I like this, from reader EM at Talking Points Memo:

"What drives me crazy is how this could have been avoided so easily if Wright was the slightest bit media-savvy. Had he merely controlled his tongue and limited himself to advocating an attack on Iran to encourage massive worldwide Muslim attacks leading to a fulfillment of the biblical prophecy of end-times and bringing about Armageddon and the summary slaughter of every Jew, Muslim, Catholic, and non-believer on the planet while rapturing him and his flock up to heaven, then followed it up by denouncing Catholics as cult members and blaming Hurricane Katrina on gay people, this story wouldn't be metastasizing like this. One five minute milquetoast repudiation by Obama and it would all be behind him.
But what does Wright do instead? He spews this vile 'God damn America' bile. What a psycho."

http://talkingpointsmemo.com/archives/183597.php

Kevin M Schultz at: March 18, 2008 at 12:31 PM said...

About the lack of media-savvy in the quotations: what if this was a planted story--a silly story really: why is Obama accountable for the words of his pastor? Sounds like 1928 and the critiques against Al Smith...--but what if this was a plant so that Obama would have to respond as beautifully as he did today? He looked mighty noble tackling "race" head on, no?

Get your conspiracy theories revving!

Scooper at: March 18, 2008 at 11:29 PM said...

Excellent post. I have a similar analysis here and here.

John G. Turner at: March 19, 2008 at 6:49 AM said...

I dissent in at least a subtle way from the post and many of the comments.

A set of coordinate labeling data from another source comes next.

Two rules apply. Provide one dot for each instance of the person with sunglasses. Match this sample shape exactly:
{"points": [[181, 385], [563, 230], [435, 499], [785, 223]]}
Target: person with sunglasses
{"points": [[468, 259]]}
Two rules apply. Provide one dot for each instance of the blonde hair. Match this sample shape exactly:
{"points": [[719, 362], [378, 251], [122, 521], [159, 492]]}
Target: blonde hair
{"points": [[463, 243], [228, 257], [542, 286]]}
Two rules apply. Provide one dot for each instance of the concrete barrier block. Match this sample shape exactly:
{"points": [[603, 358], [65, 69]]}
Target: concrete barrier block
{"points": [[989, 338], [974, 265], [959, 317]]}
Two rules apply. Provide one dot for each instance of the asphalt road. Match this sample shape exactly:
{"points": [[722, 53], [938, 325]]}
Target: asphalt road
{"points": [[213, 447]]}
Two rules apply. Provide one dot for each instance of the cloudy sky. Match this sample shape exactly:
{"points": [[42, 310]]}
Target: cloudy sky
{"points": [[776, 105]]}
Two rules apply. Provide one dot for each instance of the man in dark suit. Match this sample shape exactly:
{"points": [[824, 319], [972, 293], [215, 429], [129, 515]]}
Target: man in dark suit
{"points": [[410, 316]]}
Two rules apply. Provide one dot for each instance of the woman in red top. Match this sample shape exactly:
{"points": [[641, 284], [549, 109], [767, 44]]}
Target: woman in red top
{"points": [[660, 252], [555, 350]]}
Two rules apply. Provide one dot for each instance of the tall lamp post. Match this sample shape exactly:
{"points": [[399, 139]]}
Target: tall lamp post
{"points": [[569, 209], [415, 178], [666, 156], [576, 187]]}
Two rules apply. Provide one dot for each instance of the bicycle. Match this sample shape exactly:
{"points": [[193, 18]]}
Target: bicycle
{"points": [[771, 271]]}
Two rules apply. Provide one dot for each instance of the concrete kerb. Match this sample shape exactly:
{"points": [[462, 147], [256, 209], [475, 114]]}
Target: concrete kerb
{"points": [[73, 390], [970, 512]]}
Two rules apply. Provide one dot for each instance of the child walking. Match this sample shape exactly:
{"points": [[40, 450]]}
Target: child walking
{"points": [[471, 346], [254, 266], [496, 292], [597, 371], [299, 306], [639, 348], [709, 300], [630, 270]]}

"In the end, I don't see much of a difference between Wright's pronouncements and the following by Frederick Douglass"

Maybe there is more of a similarity between King's statement and Wright's, but Douglass's doesn't seem in the same ballpark. And context is important. When Douglass made that comment, a majority of black Americans were in chains and the rest were denied basic citizenship rights. The situation in recent years, while still unjust in many of the ways Obama outlined, is not in the same ballpark. Making these sweeping comparison ignores context and change over time.

Furthermore, neither Douglass nor King used the same sort of rhetoric as Wright did (in my opinion). For better or worse, his was much more inflammatory and often unsupportable (such as the government trying to pump drugs into the black community).

Also, there is a major difference in tone between the Graham quote Ed cites and what I've read from Wright. Had Wright said, "God will judge America in the near future if our government doesn't address racial inequality and poverty," nobody would be batting an eyelash. But he said much more than that.

All of that being said, I agree that the issue pales in comparison to Iraq, etc., and I thought Obama's speech was eloquent, thoughtful, and widely persuasive (though I'm not convinced it will play in Peoria).